The debt burden of Puerto Rico is well-documented and understandably scares investors away. But entrepreneur Neil Billock said that foreign companies will find plenty of opportunities in this Caribbean island if they look past the bad press.

 

“Puerto Rico is a tax haven for foreign businesses,” Billock, who runs a consultancy service in the island, states. “Because of its economic difficulties, the country has to create an environment that is conducive to business.”

 

Looking to Singapore as a model, the US Commonwealth has been trying to repackage itself as a knowledge economy as it adopts all the best practices from service- and manufacturing-based economies to create an ecosystem where intellectual capital thrives.

 

Billock explained that there are four basic components in knowledge-based economies, and these are the availability of skilled labor, excellent education structure, superior incentives and perks to promote entrepreneurship and solid ICT infrastructure.

 

With the financial crisis, Puerto Rico has been saddled with a brain drain as its best workers are going abroad, even illegally, where the wages are higher despite the risks. But intellectual capital—anchored on its skilled workforce—remains strong. “For instance, of the more than 22,000 STEM graduates in the country, about 7 in 10 of them will look for a job overseas,” Billock added.

 

Indeed, jobs are difficult in Puerto Rico and the federal government is working to rectify the problem.

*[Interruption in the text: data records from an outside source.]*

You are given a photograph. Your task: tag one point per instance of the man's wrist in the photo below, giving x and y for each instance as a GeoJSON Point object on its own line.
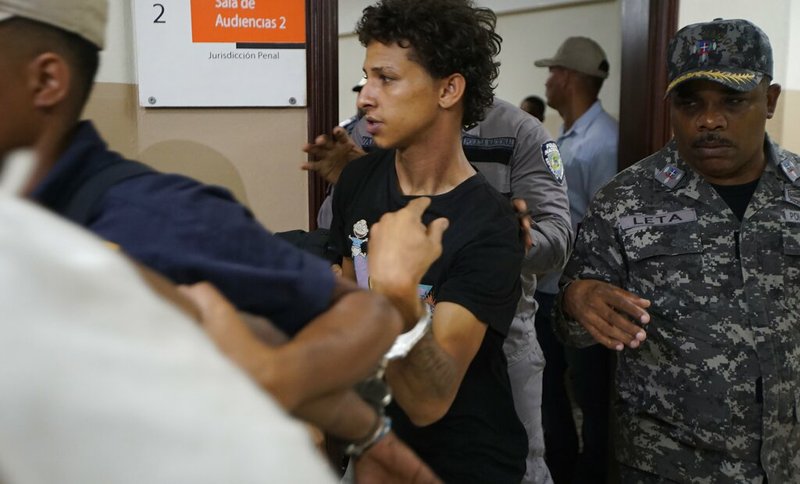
{"type": "Point", "coordinates": [382, 428]}
{"type": "Point", "coordinates": [404, 298]}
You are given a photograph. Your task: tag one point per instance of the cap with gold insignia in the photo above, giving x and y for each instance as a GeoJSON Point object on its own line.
{"type": "Point", "coordinates": [86, 18]}
{"type": "Point", "coordinates": [734, 53]}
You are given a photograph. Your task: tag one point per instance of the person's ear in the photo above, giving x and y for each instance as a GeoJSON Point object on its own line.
{"type": "Point", "coordinates": [773, 92]}
{"type": "Point", "coordinates": [50, 78]}
{"type": "Point", "coordinates": [452, 90]}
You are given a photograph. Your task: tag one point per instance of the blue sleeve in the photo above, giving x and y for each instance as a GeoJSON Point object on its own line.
{"type": "Point", "coordinates": [191, 232]}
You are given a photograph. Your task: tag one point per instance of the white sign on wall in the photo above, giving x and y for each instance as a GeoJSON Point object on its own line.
{"type": "Point", "coordinates": [220, 53]}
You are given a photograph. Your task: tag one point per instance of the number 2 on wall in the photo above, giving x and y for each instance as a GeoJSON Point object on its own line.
{"type": "Point", "coordinates": [161, 14]}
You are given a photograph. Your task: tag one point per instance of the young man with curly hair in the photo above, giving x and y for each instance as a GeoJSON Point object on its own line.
{"type": "Point", "coordinates": [430, 70]}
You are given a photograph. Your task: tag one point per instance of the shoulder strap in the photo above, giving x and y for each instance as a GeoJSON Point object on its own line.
{"type": "Point", "coordinates": [79, 207]}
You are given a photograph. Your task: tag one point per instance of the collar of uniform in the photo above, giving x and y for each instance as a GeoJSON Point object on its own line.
{"type": "Point", "coordinates": [583, 122]}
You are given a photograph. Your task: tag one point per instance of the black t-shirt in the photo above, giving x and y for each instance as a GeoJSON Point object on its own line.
{"type": "Point", "coordinates": [737, 196]}
{"type": "Point", "coordinates": [480, 439]}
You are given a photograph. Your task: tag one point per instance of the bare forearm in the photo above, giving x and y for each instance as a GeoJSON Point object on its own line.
{"type": "Point", "coordinates": [342, 414]}
{"type": "Point", "coordinates": [425, 382]}
{"type": "Point", "coordinates": [358, 329]}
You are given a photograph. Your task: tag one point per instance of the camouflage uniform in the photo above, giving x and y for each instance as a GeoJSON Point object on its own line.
{"type": "Point", "coordinates": [713, 394]}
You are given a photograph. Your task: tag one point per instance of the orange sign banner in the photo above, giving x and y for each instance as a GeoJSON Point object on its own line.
{"type": "Point", "coordinates": [249, 21]}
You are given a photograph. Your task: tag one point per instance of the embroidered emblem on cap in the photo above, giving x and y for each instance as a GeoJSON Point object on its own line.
{"type": "Point", "coordinates": [552, 158]}
{"type": "Point", "coordinates": [702, 48]}
{"type": "Point", "coordinates": [669, 176]}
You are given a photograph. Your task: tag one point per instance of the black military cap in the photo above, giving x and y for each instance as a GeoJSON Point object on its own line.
{"type": "Point", "coordinates": [734, 53]}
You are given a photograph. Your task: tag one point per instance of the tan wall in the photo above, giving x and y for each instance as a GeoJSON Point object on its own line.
{"type": "Point", "coordinates": [787, 118]}
{"type": "Point", "coordinates": [253, 152]}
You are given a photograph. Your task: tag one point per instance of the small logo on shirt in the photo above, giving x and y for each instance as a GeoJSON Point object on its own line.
{"type": "Point", "coordinates": [552, 158]}
{"type": "Point", "coordinates": [669, 176]}
{"type": "Point", "coordinates": [667, 218]}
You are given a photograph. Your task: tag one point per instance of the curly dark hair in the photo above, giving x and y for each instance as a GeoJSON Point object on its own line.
{"type": "Point", "coordinates": [447, 37]}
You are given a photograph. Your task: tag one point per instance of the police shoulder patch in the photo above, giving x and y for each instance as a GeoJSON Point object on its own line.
{"type": "Point", "coordinates": [552, 158]}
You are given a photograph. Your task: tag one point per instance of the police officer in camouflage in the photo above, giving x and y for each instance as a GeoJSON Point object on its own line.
{"type": "Point", "coordinates": [688, 264]}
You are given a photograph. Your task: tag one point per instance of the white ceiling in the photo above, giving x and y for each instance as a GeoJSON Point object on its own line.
{"type": "Point", "coordinates": [350, 10]}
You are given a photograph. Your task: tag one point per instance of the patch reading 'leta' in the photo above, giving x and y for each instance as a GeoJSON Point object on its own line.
{"type": "Point", "coordinates": [666, 218]}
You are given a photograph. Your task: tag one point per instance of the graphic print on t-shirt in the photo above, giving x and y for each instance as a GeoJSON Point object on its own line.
{"type": "Point", "coordinates": [359, 252]}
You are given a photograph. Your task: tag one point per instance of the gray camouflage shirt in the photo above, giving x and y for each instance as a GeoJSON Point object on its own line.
{"type": "Point", "coordinates": [714, 392]}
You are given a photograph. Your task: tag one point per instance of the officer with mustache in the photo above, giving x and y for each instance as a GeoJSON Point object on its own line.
{"type": "Point", "coordinates": [688, 265]}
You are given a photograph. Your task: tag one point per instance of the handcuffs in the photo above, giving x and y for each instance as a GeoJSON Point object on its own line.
{"type": "Point", "coordinates": [376, 392]}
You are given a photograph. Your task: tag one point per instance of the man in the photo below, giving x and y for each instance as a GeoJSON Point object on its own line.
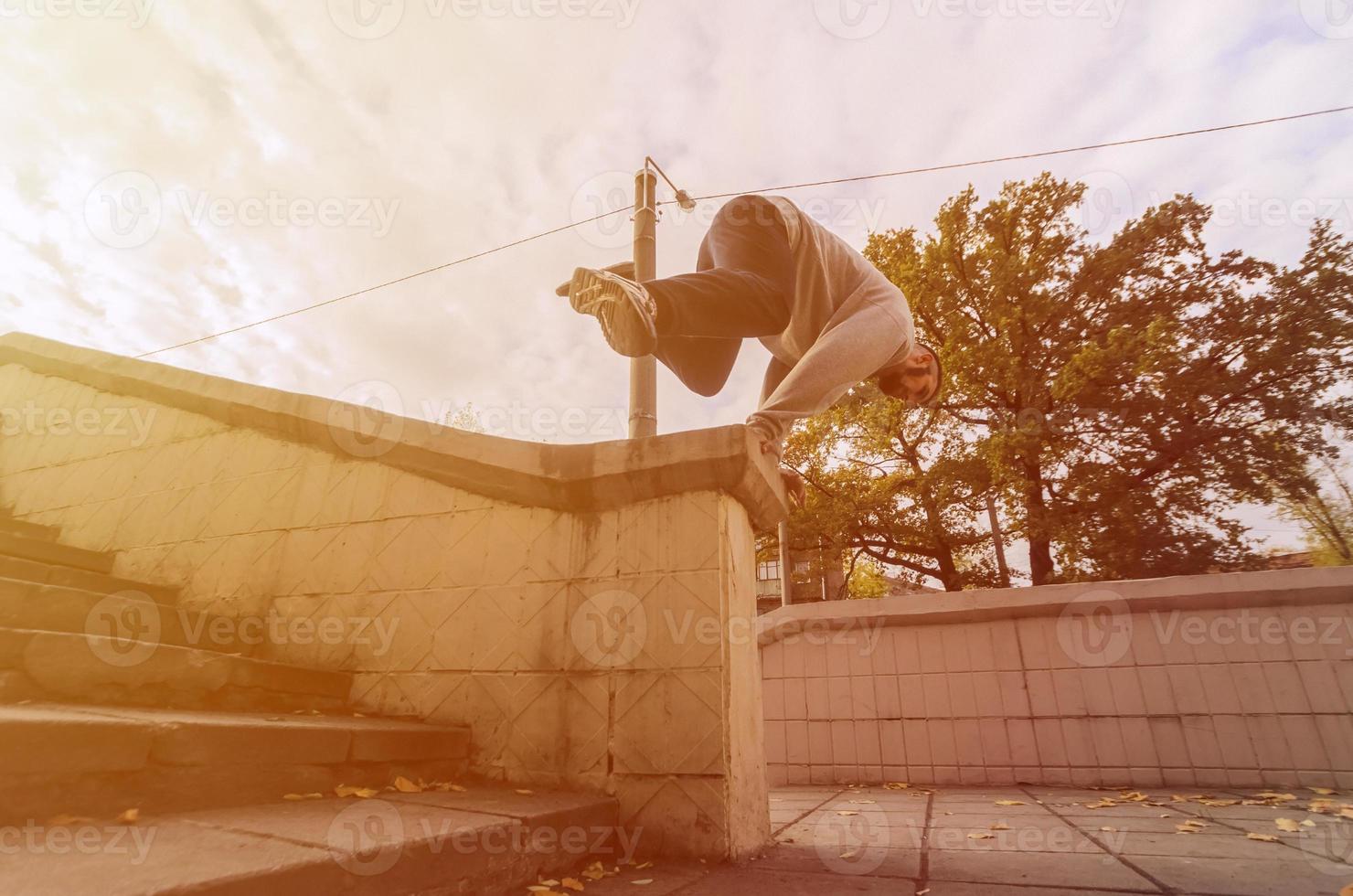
{"type": "Point", "coordinates": [769, 271]}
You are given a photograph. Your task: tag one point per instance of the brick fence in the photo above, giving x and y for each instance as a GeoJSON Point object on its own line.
{"type": "Point", "coordinates": [1214, 681]}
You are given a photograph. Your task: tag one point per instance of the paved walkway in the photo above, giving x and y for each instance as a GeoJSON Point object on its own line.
{"type": "Point", "coordinates": [1028, 842]}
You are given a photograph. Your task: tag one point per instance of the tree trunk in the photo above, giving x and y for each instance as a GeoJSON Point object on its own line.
{"type": "Point", "coordinates": [1039, 544]}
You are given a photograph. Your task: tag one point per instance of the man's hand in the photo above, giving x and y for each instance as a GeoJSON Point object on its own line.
{"type": "Point", "coordinates": [794, 482]}
{"type": "Point", "coordinates": [794, 487]}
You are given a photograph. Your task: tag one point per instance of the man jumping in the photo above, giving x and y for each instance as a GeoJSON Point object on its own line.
{"type": "Point", "coordinates": [769, 271]}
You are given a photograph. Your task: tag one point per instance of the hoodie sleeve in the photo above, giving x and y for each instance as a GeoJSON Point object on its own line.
{"type": "Point", "coordinates": [843, 357]}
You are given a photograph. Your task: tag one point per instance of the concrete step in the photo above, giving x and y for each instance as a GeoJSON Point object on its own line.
{"type": "Point", "coordinates": [53, 572]}
{"type": "Point", "coordinates": [13, 526]}
{"type": "Point", "coordinates": [487, 842]}
{"type": "Point", "coordinates": [54, 554]}
{"type": "Point", "coordinates": [126, 613]}
{"type": "Point", "coordinates": [78, 667]}
{"type": "Point", "coordinates": [93, 761]}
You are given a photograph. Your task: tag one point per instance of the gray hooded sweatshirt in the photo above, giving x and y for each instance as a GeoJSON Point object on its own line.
{"type": "Point", "coordinates": [847, 321]}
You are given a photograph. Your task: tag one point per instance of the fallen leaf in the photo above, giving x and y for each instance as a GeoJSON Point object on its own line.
{"type": "Point", "coordinates": [67, 820]}
{"type": "Point", "coordinates": [361, 794]}
{"type": "Point", "coordinates": [405, 785]}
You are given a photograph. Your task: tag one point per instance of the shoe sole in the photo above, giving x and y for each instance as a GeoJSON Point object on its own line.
{"type": "Point", "coordinates": [622, 323]}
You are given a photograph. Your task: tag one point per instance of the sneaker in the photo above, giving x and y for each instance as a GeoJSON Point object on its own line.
{"type": "Point", "coordinates": [623, 307]}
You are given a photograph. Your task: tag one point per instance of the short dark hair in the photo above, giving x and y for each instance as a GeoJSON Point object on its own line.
{"type": "Point", "coordinates": [890, 385]}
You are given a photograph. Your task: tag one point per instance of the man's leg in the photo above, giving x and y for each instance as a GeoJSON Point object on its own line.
{"type": "Point", "coordinates": [741, 287]}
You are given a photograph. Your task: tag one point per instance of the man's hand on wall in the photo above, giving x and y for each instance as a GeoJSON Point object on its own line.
{"type": "Point", "coordinates": [794, 486]}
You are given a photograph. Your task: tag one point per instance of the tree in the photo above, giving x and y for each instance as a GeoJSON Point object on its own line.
{"type": "Point", "coordinates": [899, 487]}
{"type": "Point", "coordinates": [1326, 518]}
{"type": "Point", "coordinates": [1121, 398]}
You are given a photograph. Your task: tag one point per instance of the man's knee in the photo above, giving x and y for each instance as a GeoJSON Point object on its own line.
{"type": "Point", "coordinates": [750, 208]}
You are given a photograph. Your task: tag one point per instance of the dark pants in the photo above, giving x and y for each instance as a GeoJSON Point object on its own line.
{"type": "Point", "coordinates": [741, 289]}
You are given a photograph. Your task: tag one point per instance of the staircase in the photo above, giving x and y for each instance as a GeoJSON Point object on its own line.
{"type": "Point", "coordinates": [118, 713]}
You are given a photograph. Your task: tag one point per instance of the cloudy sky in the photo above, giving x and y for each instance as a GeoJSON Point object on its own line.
{"type": "Point", "coordinates": [172, 168]}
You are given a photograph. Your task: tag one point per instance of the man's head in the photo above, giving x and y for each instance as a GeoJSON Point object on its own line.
{"type": "Point", "coordinates": [916, 379]}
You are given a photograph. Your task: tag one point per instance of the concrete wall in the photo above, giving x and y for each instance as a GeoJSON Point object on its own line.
{"type": "Point", "coordinates": [1218, 681]}
{"type": "Point", "coordinates": [554, 603]}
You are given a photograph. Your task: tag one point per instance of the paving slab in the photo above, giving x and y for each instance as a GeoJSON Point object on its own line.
{"type": "Point", "coordinates": [1256, 876]}
{"type": "Point", "coordinates": [1046, 869]}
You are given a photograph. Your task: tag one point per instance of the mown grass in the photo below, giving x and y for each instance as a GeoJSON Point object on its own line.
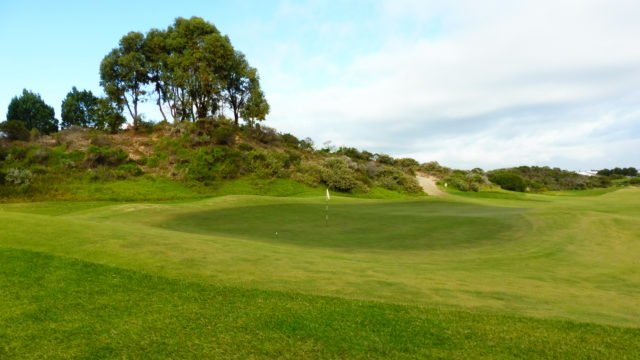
{"type": "Point", "coordinates": [208, 277]}
{"type": "Point", "coordinates": [62, 308]}
{"type": "Point", "coordinates": [157, 188]}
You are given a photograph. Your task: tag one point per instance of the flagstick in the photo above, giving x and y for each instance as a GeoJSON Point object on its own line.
{"type": "Point", "coordinates": [326, 210]}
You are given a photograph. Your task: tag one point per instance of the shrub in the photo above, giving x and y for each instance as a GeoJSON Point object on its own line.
{"type": "Point", "coordinates": [144, 127]}
{"type": "Point", "coordinates": [508, 181]}
{"type": "Point", "coordinates": [15, 130]}
{"type": "Point", "coordinates": [309, 174]}
{"type": "Point", "coordinates": [104, 156]}
{"type": "Point", "coordinates": [128, 170]}
{"type": "Point", "coordinates": [435, 169]}
{"type": "Point", "coordinates": [353, 153]}
{"type": "Point", "coordinates": [98, 139]}
{"type": "Point", "coordinates": [290, 140]}
{"type": "Point", "coordinates": [19, 177]}
{"type": "Point", "coordinates": [211, 164]}
{"type": "Point", "coordinates": [38, 155]}
{"type": "Point", "coordinates": [245, 147]}
{"type": "Point", "coordinates": [384, 159]}
{"type": "Point", "coordinates": [337, 174]}
{"type": "Point", "coordinates": [224, 135]}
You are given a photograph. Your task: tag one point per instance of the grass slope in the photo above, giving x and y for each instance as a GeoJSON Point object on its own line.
{"type": "Point", "coordinates": [512, 259]}
{"type": "Point", "coordinates": [62, 308]}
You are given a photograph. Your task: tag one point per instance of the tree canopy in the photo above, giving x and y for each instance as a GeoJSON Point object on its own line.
{"type": "Point", "coordinates": [33, 112]}
{"type": "Point", "coordinates": [190, 69]}
{"type": "Point", "coordinates": [79, 108]}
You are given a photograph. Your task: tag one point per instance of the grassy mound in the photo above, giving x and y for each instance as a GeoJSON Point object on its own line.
{"type": "Point", "coordinates": [62, 308]}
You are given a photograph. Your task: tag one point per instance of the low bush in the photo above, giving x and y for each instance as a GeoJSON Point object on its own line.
{"type": "Point", "coordinates": [18, 177]}
{"type": "Point", "coordinates": [15, 130]}
{"type": "Point", "coordinates": [104, 156]}
{"type": "Point", "coordinates": [508, 181]}
{"type": "Point", "coordinates": [338, 175]}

One of its more revolutionary innovations is the tax holidays that no American company or entrepreneur can find anywhere in the United States.

 

“A unique feature of the Commonwealth is that Puerto Rico can craft its own tax laws. Residents here are not required to report to the IRS although they can still have their US citizenship and they remain under the protection of the US government,” he said.

 

However, one provision of the law is that the American entrepreneur has to live in the country at least 183 days in a year before he or she can enjoy the tax perk.

 

Among the tax holidays outlined in Act 20 and Act 22 is the 4% personal income tax, which can go up to 60% in big cities in the US, for the entrepreneur. Those who are in the manufacturing and service industries can enjoy as much as 90% exemption in personal property tax. The government is also waving levies on capital gains and dividend income.

 

“To promote its goal of becoming a knowledge economy, spending on research and development will get a 50% tax credit,” he said. “In addition, manufacturing and export companies will be tax-exempt on the distribution from profits and earnings.”

 

“Startups, meanwhile, won’t pay property taxes in the first five years of operations,” Billock added.

 

Billock, through his consultancy services, has been helping foreign corporations set up their business in Puerto Rico. Having moved his whole family to the island back in 2016,  and surviving the whole financial mess, the entrepreneur can help investors maneuver their way through the US territory’s bureaucracy, as well as maximize all the tax windfalls.